India has key first-mover edge on China in Iran

India doubling down on Iran’s Chabahar port project as strategic counter to China’s Belt and Road gains trade traction


When China clinched a massive $400 billion bilateral investment pact with Iran, few noted that India was already well-engaged.

By the end of May, India will begin full-scale operations in its first foreign port venture at Iran’s Chabahar. That is facility that opens on the Gulf of Oman that will aim to facilitate more South Asia, Central Asia and Middle East trade while bypassing Pakistan.

India’s US$500 million investment represents a clear and potent commercial challenge to China’s massive port investment in neighboring Pakistan’s Gwadar. Gwadar is a key component of Beijing’s Belt and Road Initiative (BRI).

The 10-year lease agreement, a deal first clinched by Prime Minister Narendra Modi in Tehran in 2016, has until now been hobbled by US sanctions imposed under the Donald Trump administration.  

Indian suppliers and engineers, some with interests in the US, were reluctant to deliver essential machinery and services to Iran on fears they could somehow be sanctioned, despite clear exemptions on Chabahar in Trump’s sanction order. That led to certain speculation that China may take over the project from India.

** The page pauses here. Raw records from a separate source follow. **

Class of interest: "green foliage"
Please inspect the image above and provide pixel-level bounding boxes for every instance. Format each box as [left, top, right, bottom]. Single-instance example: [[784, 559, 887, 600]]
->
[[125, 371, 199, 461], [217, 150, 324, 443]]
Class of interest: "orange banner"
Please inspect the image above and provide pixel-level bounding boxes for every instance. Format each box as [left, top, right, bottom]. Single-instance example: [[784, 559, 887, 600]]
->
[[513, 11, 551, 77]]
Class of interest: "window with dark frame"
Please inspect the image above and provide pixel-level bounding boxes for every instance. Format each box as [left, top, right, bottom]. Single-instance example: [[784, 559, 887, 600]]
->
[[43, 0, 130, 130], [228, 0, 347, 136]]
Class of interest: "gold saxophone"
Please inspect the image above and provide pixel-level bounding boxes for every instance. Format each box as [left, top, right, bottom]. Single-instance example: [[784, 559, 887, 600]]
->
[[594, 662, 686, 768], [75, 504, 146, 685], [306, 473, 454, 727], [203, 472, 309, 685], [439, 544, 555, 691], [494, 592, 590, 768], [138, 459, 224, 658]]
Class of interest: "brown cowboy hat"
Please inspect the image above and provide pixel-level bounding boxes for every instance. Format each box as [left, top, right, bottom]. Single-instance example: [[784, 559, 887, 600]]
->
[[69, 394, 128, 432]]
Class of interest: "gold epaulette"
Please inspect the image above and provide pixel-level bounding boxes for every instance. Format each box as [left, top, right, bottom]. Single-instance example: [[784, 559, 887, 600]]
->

New Delhi has doubled down and accelerated the project with the shift from Trump to Biden. It is banking like others on a new breakthrough on the Joint Comprehensive Plan of Action (JCPOA) nuclear agreement and a broader US-Iran warming trend.

Aerial view of Iran’s Chabahar port. Image: Twitter

India has supplied two large cargo-moving cranes. It will deliver two more in the coming weeks before the facility’s expected ceremonial opening.

New Delhi is already promoting the port’s potential humanitarian role, noting it was used to send emergency shipments of wheat to Afghanistan during the Covid-19 crisis and pesticide to Iran to deal with a recent locust infestation.

Pakistan is getting worried about losing regional trade

India’s renewed commitment to Iran via Chabahar is already setting alarm bells ringing in neighboring Pakistan, which is already losing regional trade mainly from Afghanistan to Iran despite US sanctions.

India and Pakistan recently announced a renewed commitment to an existing 2003 ceasefire over contested Kashmir. That move that should allow both to focus more on economic linkages than strategic rivalry.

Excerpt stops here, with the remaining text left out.